Pointers and References, Explained

Memory is just a long row of numbered boxes. A pointer is a box whose contents are the number of another box. Once you internalize that one sentence, half the mystery of C, linked lists, and “why did my object change?” disappears.

A Pointer Holds an Address

Every byte in a running program lives at a numeric address. A pointer is an ordinary variable whose value happens to be one of those addresses. When you have a pointer, you can dereference it — follow the address to read or write the value it refers to.

int x = 42;
int *p = &x;   // p holds the address of x
printf("%d\n", *p);  // dereference: prints 42
*p = 99;       // write through the pointer
printf("%d\n", x);   // x is now 99

The & operator takes the address of a variable; the * operator dereferences a pointer. Because p knows where x lives, writing through p changes x itself. That indirection is the whole point: two parts of a program can hold the same address and therefore see the same data. Pass a pointer into a function and the function can modify the caller’s variable, not a copy.

This is also why pointers enable dynamic data structures. A linked list is just nodes where each node holds a value plus a pointer to the next node; a binary tree node holds pointers to its children. The nodes can sit anywhere in memory — the pointers stitch them together. You can grow and shrink these structures at runtime by allocating new nodes and rewiring pointers, something a fixed-size array cannot do.

References Are Safer Aliases

A reference is a name that refers to an existing variable — an alias. In C++, once a reference is bound to a variable, using the reference is using that variable, with no * needed:

int x = 42;
int &r = x;   // r is another name for x
r = 99;       // x is now 99

A C++ reference is, under the hood, much like a pointer, but the language adds guardrails: it must be initialized when declared, it cannot be reseated to refer to something else, and it cannot (in well-formed code) be null. That makes references convenient for passing arguments without copying while avoiding the sharp edges of raw pointer arithmetic.

The word “reference” gets reused with different meanings across languages. In Java and Python, you never touch raw addresses at all. Variables that hold objects hold references to those objects, and the runtime manages the actual memory and garbage collection. Go sits in between: it has explicit pointers (*T, &x) but no pointer arithmetic, and the garbage collector keeps them safe. Python’s model is sometimes called “names bound to objects”: a name is a label attached to an object, and assignment rebinds the label rather than copying the object.
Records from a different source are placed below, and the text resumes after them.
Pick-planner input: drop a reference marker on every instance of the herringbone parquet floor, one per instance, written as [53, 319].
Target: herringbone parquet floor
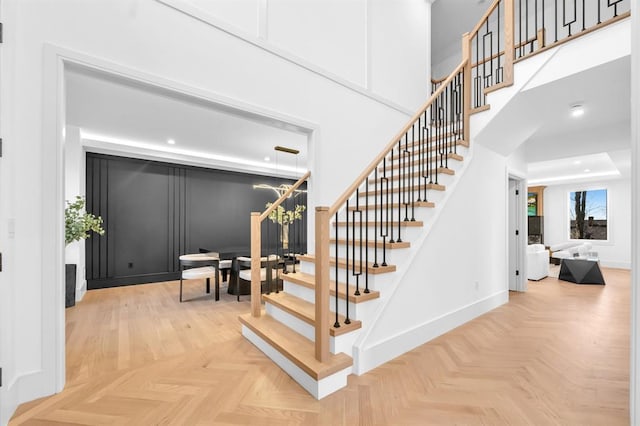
[556, 355]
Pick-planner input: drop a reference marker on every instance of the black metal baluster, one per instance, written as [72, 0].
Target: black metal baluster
[401, 161]
[544, 27]
[357, 292]
[498, 78]
[346, 266]
[413, 170]
[519, 48]
[526, 20]
[407, 185]
[384, 182]
[375, 216]
[420, 141]
[366, 239]
[389, 206]
[556, 21]
[336, 324]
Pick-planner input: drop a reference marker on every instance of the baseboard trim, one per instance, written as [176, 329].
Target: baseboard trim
[615, 265]
[376, 354]
[80, 292]
[24, 388]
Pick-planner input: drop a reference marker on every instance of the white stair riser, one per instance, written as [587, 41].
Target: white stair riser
[378, 282]
[343, 343]
[356, 310]
[406, 233]
[318, 388]
[393, 256]
[432, 195]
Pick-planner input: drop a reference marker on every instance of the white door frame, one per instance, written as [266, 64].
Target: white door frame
[516, 247]
[56, 60]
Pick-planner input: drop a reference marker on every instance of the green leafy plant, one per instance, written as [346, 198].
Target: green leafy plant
[284, 217]
[78, 223]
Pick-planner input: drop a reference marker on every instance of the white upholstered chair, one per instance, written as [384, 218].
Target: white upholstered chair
[537, 262]
[201, 266]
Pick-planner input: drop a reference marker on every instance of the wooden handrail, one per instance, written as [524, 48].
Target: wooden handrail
[374, 163]
[284, 196]
[438, 80]
[486, 16]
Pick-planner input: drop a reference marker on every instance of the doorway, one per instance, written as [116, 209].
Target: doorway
[516, 232]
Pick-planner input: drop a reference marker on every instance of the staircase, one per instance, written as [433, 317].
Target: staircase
[366, 239]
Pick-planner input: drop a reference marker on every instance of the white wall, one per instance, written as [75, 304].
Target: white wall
[634, 397]
[74, 185]
[436, 294]
[150, 41]
[614, 253]
[378, 45]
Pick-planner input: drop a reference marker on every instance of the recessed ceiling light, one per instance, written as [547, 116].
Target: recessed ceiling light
[577, 110]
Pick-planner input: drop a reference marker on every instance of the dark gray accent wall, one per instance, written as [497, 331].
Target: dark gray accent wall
[153, 212]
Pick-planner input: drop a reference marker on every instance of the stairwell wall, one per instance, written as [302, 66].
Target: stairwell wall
[456, 273]
[158, 45]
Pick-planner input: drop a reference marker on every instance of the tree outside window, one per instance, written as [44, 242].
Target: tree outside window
[588, 215]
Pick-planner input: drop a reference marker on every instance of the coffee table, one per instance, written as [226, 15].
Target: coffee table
[581, 271]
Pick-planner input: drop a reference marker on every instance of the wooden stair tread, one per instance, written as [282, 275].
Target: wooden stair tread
[416, 188]
[309, 281]
[295, 347]
[428, 204]
[403, 223]
[482, 108]
[396, 176]
[306, 311]
[380, 244]
[342, 263]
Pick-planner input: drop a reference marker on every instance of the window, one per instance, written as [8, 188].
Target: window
[588, 215]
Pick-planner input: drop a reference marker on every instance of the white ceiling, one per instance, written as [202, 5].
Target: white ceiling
[121, 113]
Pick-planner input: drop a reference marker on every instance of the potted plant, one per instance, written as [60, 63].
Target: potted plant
[285, 217]
[77, 225]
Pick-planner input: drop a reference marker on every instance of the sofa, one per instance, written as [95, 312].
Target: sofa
[537, 262]
[569, 250]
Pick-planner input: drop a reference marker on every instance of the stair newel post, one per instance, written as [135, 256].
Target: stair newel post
[322, 284]
[466, 81]
[255, 264]
[509, 42]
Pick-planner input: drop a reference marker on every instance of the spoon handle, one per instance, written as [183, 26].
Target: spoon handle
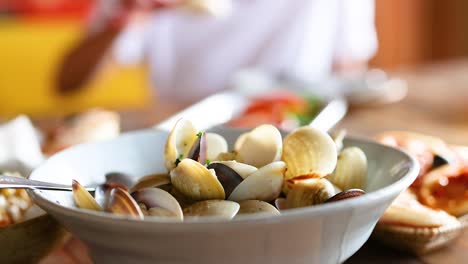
[22, 183]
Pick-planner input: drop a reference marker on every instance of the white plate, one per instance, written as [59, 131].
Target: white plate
[328, 233]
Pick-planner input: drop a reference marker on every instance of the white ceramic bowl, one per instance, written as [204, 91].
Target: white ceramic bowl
[328, 233]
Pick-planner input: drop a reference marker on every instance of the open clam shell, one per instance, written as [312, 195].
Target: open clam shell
[265, 184]
[309, 192]
[121, 203]
[179, 142]
[308, 151]
[83, 198]
[256, 207]
[196, 182]
[212, 208]
[120, 178]
[153, 180]
[216, 144]
[260, 146]
[244, 170]
[159, 203]
[351, 169]
[102, 192]
[228, 177]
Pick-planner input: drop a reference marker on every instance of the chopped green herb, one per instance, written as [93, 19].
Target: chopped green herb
[179, 159]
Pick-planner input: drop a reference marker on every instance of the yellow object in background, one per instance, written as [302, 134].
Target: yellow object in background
[30, 52]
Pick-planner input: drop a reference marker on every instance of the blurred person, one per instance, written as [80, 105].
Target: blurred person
[191, 55]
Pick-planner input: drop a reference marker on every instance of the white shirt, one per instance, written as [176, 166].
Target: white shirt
[191, 55]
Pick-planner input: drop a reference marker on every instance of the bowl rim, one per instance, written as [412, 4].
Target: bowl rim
[290, 215]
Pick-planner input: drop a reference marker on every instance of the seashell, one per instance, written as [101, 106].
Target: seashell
[121, 203]
[153, 180]
[120, 178]
[308, 151]
[199, 149]
[214, 208]
[102, 192]
[413, 227]
[351, 169]
[407, 210]
[196, 182]
[240, 140]
[265, 184]
[309, 192]
[228, 177]
[261, 146]
[256, 207]
[226, 156]
[143, 209]
[158, 198]
[216, 144]
[280, 203]
[346, 195]
[179, 143]
[83, 199]
[244, 170]
[162, 212]
[446, 188]
[183, 200]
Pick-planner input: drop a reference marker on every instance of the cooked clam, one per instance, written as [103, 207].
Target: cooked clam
[212, 208]
[280, 203]
[226, 156]
[216, 144]
[198, 151]
[351, 169]
[83, 198]
[309, 192]
[102, 192]
[256, 207]
[196, 182]
[179, 143]
[228, 177]
[310, 152]
[265, 184]
[121, 203]
[120, 178]
[153, 180]
[244, 170]
[240, 140]
[260, 146]
[158, 202]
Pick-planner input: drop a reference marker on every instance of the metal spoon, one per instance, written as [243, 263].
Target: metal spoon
[22, 183]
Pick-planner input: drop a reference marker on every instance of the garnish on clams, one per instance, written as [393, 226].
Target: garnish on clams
[263, 174]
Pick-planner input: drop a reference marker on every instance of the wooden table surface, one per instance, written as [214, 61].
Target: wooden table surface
[436, 104]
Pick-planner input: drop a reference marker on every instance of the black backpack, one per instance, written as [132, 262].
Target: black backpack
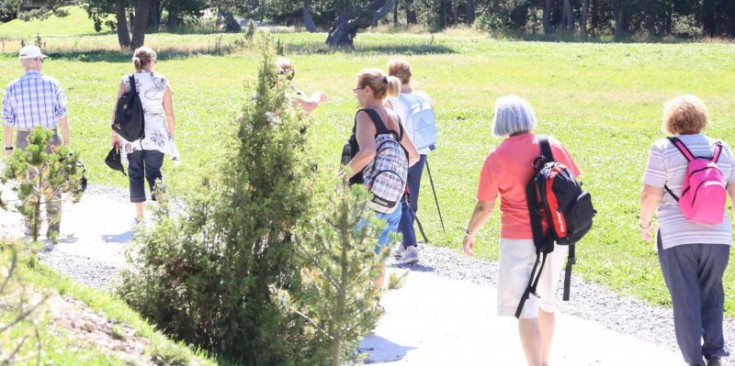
[129, 122]
[554, 196]
[351, 148]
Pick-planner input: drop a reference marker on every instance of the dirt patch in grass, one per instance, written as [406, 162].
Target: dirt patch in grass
[94, 329]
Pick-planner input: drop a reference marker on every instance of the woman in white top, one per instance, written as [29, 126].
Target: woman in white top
[144, 157]
[402, 104]
[693, 255]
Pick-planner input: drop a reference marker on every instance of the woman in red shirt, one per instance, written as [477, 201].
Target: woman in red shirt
[506, 171]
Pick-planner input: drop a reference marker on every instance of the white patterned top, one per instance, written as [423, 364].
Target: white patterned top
[151, 88]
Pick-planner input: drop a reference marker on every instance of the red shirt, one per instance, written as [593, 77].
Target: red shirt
[506, 171]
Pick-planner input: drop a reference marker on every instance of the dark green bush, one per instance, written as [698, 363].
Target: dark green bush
[205, 276]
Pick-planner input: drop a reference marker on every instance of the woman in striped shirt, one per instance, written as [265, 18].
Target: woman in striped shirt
[693, 255]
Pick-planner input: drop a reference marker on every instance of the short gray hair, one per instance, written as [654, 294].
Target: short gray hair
[513, 114]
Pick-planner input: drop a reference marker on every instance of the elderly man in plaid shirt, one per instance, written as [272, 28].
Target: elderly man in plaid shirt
[35, 100]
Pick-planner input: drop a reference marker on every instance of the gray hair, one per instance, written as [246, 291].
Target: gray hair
[512, 115]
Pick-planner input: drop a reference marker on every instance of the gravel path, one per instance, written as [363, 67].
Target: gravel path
[589, 301]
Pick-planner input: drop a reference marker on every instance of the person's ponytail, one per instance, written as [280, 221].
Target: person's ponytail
[136, 62]
[394, 87]
[142, 57]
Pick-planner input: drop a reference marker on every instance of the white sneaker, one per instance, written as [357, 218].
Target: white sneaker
[409, 257]
[398, 252]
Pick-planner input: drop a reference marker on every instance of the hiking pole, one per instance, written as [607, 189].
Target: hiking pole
[436, 200]
[415, 218]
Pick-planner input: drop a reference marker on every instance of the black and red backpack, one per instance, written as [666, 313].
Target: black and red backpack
[560, 211]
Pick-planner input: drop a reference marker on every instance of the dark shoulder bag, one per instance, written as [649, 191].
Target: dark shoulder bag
[351, 148]
[129, 121]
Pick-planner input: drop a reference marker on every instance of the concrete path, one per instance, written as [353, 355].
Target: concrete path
[433, 320]
[96, 228]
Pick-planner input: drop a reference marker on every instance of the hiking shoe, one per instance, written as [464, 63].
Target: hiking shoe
[399, 251]
[409, 257]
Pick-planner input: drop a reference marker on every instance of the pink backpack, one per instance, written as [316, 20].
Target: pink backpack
[704, 194]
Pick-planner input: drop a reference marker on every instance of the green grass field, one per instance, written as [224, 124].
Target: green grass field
[603, 101]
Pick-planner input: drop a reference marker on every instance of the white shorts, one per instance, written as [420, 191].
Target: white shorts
[517, 257]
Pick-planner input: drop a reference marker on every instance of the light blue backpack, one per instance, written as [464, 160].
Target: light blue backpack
[420, 123]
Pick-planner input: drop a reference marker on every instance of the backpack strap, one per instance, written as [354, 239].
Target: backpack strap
[718, 150]
[571, 260]
[532, 283]
[682, 148]
[132, 84]
[543, 142]
[534, 213]
[379, 125]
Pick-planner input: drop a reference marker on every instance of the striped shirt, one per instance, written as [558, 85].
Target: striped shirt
[667, 166]
[34, 100]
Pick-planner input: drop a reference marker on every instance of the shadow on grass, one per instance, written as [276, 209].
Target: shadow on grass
[124, 56]
[411, 49]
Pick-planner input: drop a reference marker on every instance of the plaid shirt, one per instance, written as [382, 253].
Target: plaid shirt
[34, 100]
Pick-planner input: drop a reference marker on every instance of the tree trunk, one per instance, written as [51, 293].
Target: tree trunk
[470, 10]
[123, 34]
[595, 17]
[231, 24]
[174, 19]
[308, 18]
[708, 18]
[567, 19]
[444, 9]
[141, 21]
[548, 27]
[395, 14]
[621, 23]
[651, 22]
[345, 27]
[583, 19]
[728, 12]
[410, 13]
[154, 16]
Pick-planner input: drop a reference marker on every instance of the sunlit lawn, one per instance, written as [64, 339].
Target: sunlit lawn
[603, 101]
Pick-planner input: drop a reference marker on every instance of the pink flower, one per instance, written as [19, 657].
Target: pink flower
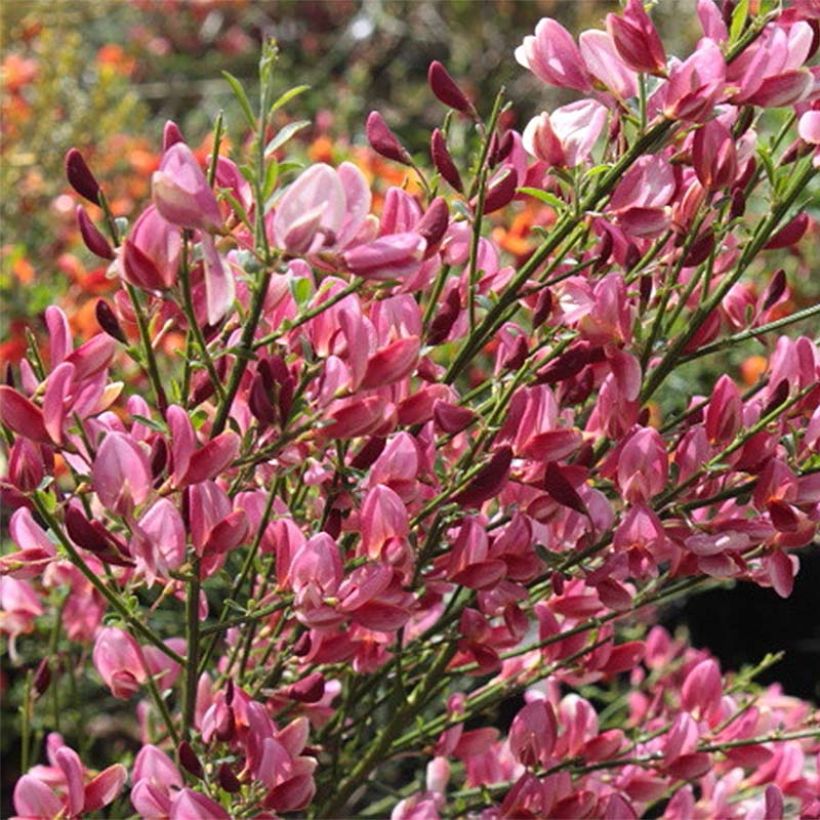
[181, 193]
[65, 789]
[566, 136]
[553, 57]
[636, 39]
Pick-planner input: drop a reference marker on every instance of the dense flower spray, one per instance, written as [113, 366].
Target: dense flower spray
[402, 475]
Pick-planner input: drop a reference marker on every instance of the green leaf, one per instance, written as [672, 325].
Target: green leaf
[286, 133]
[300, 288]
[543, 196]
[271, 177]
[739, 17]
[288, 96]
[241, 97]
[151, 423]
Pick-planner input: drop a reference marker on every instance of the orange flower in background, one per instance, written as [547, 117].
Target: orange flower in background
[114, 57]
[753, 368]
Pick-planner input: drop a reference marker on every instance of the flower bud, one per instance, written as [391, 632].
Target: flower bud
[450, 418]
[227, 779]
[94, 240]
[188, 759]
[445, 88]
[80, 177]
[107, 320]
[26, 469]
[433, 225]
[443, 162]
[489, 480]
[171, 135]
[383, 141]
[500, 191]
[42, 677]
[636, 40]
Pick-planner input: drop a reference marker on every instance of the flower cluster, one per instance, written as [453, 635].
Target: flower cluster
[399, 476]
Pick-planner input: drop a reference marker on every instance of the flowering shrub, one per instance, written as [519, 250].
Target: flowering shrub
[398, 481]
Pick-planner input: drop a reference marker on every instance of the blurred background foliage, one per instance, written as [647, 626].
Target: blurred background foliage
[104, 75]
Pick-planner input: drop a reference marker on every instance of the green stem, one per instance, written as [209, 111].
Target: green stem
[137, 625]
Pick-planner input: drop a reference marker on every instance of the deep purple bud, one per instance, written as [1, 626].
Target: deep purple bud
[369, 453]
[445, 88]
[489, 480]
[443, 162]
[188, 759]
[774, 290]
[445, 319]
[501, 191]
[107, 320]
[42, 677]
[310, 689]
[543, 308]
[94, 240]
[433, 225]
[80, 177]
[383, 141]
[227, 779]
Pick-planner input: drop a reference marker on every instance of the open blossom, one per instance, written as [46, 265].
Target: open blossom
[368, 481]
[567, 135]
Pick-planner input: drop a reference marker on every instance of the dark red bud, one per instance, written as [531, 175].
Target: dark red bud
[501, 191]
[42, 677]
[159, 456]
[603, 251]
[188, 759]
[443, 162]
[80, 177]
[445, 88]
[645, 290]
[302, 645]
[700, 250]
[226, 725]
[92, 536]
[774, 290]
[777, 397]
[789, 234]
[383, 141]
[227, 779]
[310, 689]
[369, 453]
[505, 146]
[107, 320]
[518, 355]
[450, 418]
[94, 240]
[738, 206]
[445, 319]
[489, 480]
[567, 365]
[561, 490]
[259, 402]
[26, 468]
[171, 135]
[543, 308]
[433, 225]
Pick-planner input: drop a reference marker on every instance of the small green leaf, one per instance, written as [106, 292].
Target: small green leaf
[288, 96]
[286, 133]
[241, 97]
[739, 17]
[543, 196]
[151, 423]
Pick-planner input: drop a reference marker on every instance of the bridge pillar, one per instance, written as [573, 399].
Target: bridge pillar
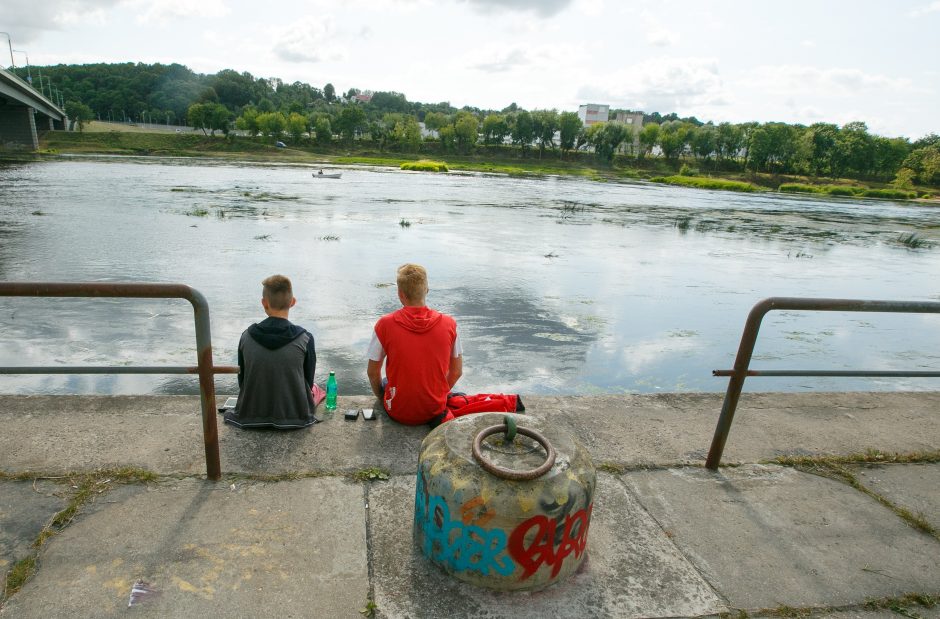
[18, 127]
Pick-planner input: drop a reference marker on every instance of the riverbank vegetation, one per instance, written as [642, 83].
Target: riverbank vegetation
[424, 165]
[236, 113]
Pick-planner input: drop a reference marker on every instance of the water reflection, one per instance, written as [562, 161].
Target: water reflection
[558, 285]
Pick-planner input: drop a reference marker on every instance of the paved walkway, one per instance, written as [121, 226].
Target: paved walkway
[296, 528]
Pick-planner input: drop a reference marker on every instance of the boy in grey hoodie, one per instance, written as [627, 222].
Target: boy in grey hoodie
[276, 363]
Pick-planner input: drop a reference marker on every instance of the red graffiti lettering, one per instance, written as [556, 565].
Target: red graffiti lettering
[541, 547]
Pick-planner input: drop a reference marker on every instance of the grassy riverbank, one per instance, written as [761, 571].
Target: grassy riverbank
[141, 142]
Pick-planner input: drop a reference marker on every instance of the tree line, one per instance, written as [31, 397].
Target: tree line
[388, 121]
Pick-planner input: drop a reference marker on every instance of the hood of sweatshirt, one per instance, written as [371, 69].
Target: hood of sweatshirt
[274, 333]
[417, 319]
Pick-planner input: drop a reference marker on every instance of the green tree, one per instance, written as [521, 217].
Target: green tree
[673, 137]
[521, 129]
[272, 124]
[405, 132]
[544, 126]
[352, 120]
[218, 117]
[823, 138]
[79, 113]
[297, 126]
[607, 138]
[495, 129]
[323, 130]
[448, 137]
[649, 138]
[197, 117]
[248, 121]
[704, 141]
[729, 141]
[569, 127]
[466, 130]
[435, 120]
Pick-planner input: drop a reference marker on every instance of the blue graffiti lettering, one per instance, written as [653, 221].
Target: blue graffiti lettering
[462, 547]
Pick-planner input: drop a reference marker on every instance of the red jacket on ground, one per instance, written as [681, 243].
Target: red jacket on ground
[419, 344]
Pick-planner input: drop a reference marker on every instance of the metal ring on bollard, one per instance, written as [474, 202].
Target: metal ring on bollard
[505, 473]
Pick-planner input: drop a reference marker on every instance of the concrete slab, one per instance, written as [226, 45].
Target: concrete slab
[164, 433]
[632, 570]
[25, 508]
[911, 486]
[286, 549]
[677, 428]
[767, 536]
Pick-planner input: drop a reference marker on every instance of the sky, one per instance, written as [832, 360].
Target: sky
[801, 61]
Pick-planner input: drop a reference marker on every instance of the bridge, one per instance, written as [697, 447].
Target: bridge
[23, 112]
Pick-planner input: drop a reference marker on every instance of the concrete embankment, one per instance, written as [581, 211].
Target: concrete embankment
[318, 522]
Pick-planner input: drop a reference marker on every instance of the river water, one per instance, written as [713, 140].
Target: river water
[558, 285]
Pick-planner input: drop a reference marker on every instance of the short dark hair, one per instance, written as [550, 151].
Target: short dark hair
[278, 292]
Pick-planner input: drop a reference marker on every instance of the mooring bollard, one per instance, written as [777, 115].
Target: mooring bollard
[501, 506]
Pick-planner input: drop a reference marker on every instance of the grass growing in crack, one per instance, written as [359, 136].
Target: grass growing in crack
[371, 474]
[83, 489]
[835, 467]
[900, 605]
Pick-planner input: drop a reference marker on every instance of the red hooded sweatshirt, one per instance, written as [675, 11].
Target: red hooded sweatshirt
[418, 343]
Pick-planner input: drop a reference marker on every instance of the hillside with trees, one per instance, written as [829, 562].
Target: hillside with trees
[312, 116]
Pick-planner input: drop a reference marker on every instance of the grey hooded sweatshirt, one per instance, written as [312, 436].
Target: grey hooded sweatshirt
[276, 364]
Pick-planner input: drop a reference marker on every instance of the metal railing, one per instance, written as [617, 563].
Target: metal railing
[204, 367]
[749, 339]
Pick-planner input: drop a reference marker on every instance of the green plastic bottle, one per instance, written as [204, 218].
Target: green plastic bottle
[331, 392]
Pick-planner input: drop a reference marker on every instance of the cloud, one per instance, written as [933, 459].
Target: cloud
[790, 79]
[933, 7]
[312, 39]
[663, 84]
[167, 10]
[27, 20]
[542, 8]
[504, 61]
[660, 37]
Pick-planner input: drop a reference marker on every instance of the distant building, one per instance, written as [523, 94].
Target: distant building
[634, 119]
[593, 113]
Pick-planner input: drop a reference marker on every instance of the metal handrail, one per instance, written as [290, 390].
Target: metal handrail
[749, 339]
[204, 369]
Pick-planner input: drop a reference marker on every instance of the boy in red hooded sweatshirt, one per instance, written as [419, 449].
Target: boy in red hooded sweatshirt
[422, 354]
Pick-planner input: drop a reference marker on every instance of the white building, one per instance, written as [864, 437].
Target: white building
[593, 113]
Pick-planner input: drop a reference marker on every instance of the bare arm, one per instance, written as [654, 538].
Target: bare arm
[374, 372]
[455, 371]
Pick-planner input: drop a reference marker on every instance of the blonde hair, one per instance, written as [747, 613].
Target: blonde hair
[278, 292]
[413, 282]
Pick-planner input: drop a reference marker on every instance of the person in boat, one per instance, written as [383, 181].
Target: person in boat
[276, 364]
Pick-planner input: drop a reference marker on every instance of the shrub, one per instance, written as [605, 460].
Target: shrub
[700, 182]
[425, 165]
[800, 188]
[833, 190]
[890, 194]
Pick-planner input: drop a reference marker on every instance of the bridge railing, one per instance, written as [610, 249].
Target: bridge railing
[204, 368]
[749, 339]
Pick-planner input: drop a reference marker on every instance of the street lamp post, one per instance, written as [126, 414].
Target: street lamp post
[29, 76]
[10, 44]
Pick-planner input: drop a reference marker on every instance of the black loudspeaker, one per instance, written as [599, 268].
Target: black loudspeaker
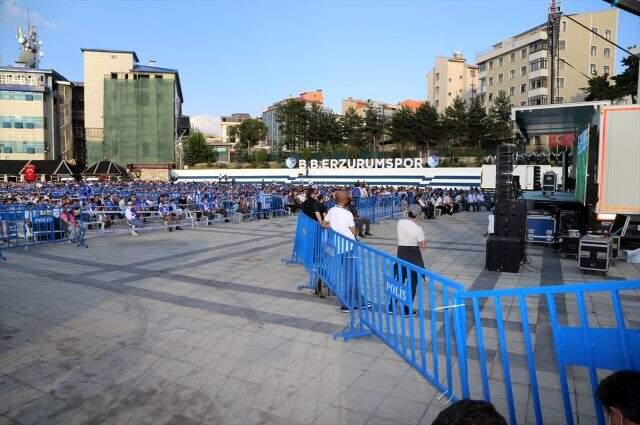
[536, 178]
[504, 254]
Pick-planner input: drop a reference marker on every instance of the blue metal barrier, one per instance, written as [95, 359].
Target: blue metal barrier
[450, 339]
[578, 345]
[24, 226]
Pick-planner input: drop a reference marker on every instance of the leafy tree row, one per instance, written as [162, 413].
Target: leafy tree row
[305, 128]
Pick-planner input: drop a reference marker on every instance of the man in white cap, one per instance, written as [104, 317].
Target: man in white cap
[410, 241]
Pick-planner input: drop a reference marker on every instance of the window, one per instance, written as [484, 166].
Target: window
[537, 83]
[538, 64]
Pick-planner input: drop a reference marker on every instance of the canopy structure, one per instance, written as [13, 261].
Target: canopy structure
[556, 118]
[105, 169]
[49, 168]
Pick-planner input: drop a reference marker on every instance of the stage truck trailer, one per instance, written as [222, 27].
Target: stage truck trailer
[618, 170]
[524, 172]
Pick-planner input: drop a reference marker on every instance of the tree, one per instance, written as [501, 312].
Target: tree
[614, 89]
[353, 132]
[373, 125]
[454, 121]
[249, 133]
[477, 122]
[403, 128]
[500, 125]
[197, 150]
[292, 118]
[428, 129]
[600, 88]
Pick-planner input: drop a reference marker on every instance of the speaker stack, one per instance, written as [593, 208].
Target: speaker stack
[506, 247]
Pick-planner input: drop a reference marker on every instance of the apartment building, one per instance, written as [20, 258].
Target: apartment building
[35, 114]
[450, 78]
[131, 111]
[519, 66]
[228, 122]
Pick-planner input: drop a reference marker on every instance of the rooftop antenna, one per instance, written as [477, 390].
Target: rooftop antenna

Null and the Billion-Dollar Mistake

A pointer can point at nothing — represented as null (NULL, nullptr, nil, or None depending on the language). Dereferencing a null pointer is a classic crash: a segmentation fault in C, a NullPointerException in Java, an AttributeError on None in Python.

Tony Hoare, who introduced the null reference in ALGOL W in 1965, later called it his “billion-dollar mistake,” because of the countless crashes and vulnerabilities it has caused over the decades. The lesson stuck. Modern languages fight back with non-nullable types, optionals, and the borrow checker: Rust has no null at all, encoding “maybe absent” in its Option type; Kotlin and Swift distinguish nullable from non-nullable types in the type system; Go’s nil and modern C++ smart pointers narrow the blast radius. The underlying idea is to make “this might be absent” something the compiler can check, rather than a landmine you discover at runtime.

FAQ

Understanding pointers is less about syntax than about the mental model: a value can either be the data or point to the data, and indirection is what lets independent pieces of code agree on the same object.